Only on the largest branches, with a diameter greater than 20 cm diameter, did the animals walk on all fours.
This leads researchers to suggest:
“Walking upright and balancing themselves by holding branches with their hands is an effective way of moving on smaller branches,” says Robin Crompton of the University of Liverpool, UK, who was also involved in the study.
“It helps to explain how early human ancestors learnt to walk upright while living in the trees, and how they would have used this way of moving when they left the trees for a life on the ground.”
So, rather than evolving to walk on two feet after scrabbling around on the floor on all fours, the theory suggests our ancestors already had the rudimentary means of walking on two feet before they even left the trees.
When the ancestors of chimps and gorillas left the trees, however, they needed to maintain the ability to climb tree trunks. This need for tree-climbing strength and anatomy guided their evolution at the expense of more efficient terrestrial movement, and therefore led to knuckle-walking, says Crompton.
One interesting thing to note is the differing opinions of the outside experts National Geographic and New Scientist consulted on the story. National Geographic went with Brian Richmond who says:
“This is interesting and a very good study of how orangutans climb and walk in trees, but it’s not a study of our distant ancestors,” he cautioned.
“It tells us something about how primates other than ourselves use bipedalism. That could tell us something about how bipedalism might have been used by our distant ancestors. But it doesn’t tell us what actually happened,” Richmond said.
“It doesn’t show us the origins of our own human bipedalism.”
I kind of agree. Certainly, the research does not prove how bipedalism originated, but it does throw some interesting light on the question and gives us new ideas about what led to bipedalism. In that sense, the study is highly valuable (I’m working on tracking down a copy and will probably have more to say later).
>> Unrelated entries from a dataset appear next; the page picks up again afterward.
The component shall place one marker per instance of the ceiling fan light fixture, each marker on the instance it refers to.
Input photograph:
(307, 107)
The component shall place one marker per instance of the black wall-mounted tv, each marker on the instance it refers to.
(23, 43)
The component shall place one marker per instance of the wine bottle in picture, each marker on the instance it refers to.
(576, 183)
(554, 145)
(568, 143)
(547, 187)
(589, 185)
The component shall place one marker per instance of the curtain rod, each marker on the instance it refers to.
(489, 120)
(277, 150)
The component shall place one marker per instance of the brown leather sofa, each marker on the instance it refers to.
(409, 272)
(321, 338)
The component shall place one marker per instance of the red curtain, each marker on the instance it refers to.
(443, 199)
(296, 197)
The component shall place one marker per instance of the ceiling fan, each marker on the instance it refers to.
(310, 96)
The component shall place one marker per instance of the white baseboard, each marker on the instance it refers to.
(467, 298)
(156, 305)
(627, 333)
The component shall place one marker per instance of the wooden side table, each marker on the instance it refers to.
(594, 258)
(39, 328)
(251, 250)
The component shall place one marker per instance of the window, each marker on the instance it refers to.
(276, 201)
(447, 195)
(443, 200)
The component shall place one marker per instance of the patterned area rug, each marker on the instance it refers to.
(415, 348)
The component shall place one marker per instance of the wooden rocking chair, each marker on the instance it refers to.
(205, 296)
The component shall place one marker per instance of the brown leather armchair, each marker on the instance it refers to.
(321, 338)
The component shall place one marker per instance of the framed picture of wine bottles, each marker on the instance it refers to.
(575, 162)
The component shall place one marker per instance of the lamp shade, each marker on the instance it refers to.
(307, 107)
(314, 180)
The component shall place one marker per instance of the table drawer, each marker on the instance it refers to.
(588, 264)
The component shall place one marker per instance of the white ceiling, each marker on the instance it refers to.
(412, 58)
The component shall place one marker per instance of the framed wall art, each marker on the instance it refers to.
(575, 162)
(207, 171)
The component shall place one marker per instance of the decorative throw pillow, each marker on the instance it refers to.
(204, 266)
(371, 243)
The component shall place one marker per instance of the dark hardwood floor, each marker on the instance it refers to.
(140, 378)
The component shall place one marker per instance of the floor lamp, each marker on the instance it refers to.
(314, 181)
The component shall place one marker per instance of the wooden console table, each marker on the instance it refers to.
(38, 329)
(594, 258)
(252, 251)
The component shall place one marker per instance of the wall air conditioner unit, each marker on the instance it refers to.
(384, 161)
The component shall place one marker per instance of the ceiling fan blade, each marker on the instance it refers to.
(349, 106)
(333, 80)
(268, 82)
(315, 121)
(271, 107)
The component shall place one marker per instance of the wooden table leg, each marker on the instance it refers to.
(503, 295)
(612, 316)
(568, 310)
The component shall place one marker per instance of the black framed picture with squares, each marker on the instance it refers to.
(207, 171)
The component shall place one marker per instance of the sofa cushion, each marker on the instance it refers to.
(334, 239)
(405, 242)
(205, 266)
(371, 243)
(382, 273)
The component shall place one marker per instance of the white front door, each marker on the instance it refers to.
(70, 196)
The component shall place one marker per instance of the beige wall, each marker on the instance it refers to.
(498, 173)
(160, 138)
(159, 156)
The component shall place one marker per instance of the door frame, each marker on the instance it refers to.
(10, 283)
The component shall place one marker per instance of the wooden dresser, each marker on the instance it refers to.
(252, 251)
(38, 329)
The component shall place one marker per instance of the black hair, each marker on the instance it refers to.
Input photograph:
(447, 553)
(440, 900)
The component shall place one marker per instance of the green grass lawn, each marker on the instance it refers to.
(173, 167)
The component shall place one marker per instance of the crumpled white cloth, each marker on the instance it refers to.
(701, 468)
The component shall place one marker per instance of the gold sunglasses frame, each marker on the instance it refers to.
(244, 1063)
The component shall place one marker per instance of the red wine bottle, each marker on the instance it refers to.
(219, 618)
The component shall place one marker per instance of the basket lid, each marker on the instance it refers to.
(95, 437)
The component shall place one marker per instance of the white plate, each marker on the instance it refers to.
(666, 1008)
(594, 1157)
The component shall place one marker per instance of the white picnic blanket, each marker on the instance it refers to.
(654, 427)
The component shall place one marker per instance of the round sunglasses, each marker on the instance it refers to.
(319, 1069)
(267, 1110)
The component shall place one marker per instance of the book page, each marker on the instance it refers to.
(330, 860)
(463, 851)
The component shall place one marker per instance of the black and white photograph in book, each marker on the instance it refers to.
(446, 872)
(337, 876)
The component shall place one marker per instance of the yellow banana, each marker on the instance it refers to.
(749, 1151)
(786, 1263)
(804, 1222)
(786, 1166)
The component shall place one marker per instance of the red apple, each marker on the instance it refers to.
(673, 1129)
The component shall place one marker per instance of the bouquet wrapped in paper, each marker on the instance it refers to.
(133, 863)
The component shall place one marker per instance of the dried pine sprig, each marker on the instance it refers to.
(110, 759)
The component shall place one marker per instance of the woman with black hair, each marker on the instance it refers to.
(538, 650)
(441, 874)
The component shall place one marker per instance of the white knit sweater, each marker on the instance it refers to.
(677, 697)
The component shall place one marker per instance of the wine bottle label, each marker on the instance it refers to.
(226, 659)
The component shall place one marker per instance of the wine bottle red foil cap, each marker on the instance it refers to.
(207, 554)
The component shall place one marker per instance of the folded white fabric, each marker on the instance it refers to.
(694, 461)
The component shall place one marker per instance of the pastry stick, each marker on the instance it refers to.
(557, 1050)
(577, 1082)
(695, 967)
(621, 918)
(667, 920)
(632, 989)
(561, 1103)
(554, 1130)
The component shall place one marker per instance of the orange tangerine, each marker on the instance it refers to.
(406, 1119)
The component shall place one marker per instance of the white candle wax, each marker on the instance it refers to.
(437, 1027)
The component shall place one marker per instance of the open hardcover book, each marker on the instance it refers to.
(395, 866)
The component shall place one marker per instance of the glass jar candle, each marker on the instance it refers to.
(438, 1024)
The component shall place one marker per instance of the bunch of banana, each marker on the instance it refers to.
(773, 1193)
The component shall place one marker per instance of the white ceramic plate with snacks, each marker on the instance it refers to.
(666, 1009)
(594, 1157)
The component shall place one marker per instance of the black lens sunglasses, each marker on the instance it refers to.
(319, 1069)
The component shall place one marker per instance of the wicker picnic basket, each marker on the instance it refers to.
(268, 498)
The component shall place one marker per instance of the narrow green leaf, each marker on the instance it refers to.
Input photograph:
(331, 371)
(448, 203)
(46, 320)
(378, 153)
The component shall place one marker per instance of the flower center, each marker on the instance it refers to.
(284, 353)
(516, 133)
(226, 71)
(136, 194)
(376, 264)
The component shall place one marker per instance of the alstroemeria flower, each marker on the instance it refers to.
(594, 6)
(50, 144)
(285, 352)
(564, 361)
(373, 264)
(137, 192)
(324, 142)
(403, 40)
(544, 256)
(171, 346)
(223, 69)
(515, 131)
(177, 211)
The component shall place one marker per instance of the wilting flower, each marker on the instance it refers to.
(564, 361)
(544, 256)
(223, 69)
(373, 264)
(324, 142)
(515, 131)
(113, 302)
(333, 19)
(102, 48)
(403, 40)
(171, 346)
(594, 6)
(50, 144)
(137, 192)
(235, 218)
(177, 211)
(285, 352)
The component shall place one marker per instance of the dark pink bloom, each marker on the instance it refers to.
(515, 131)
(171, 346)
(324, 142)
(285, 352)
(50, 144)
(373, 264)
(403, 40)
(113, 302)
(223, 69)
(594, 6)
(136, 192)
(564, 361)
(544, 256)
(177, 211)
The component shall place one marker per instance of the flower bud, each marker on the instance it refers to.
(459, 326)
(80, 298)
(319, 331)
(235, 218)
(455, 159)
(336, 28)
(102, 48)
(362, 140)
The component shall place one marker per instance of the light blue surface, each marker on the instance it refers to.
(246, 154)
New Scientists went with Chris Stringer and Paul O’Higgins (who was also was consulted by National Geographic):
“Nevertheless, this is the best observational data on the importance of hand-assisted bipedalism to orangs, and its possible implications for the evolution of human bipedalism.”
Since all the sites which have yielded fossil evidence of our earliest ancestors were forested or wooded, rather than open, Stringer says, “arboreal bipedalism is certainly a very plausible mechanism for the origins of walking upright.”
O’Higgins mentioned a point mirrored by Richmond:
“If extended hip and knee bipedalism did indeed arise in the distant past, this makes the task of identifying possible ancestors of the human line much more difficult,” he says.
Richmond said something pretty similar as well, but I don’t think this is a new problem, because most paleoanthropologists would expect that the closer we get to the LCA between us and chimps the harder it will be to tell them apart…
Update 1: Kambiz has an interesting discussion of the subject also.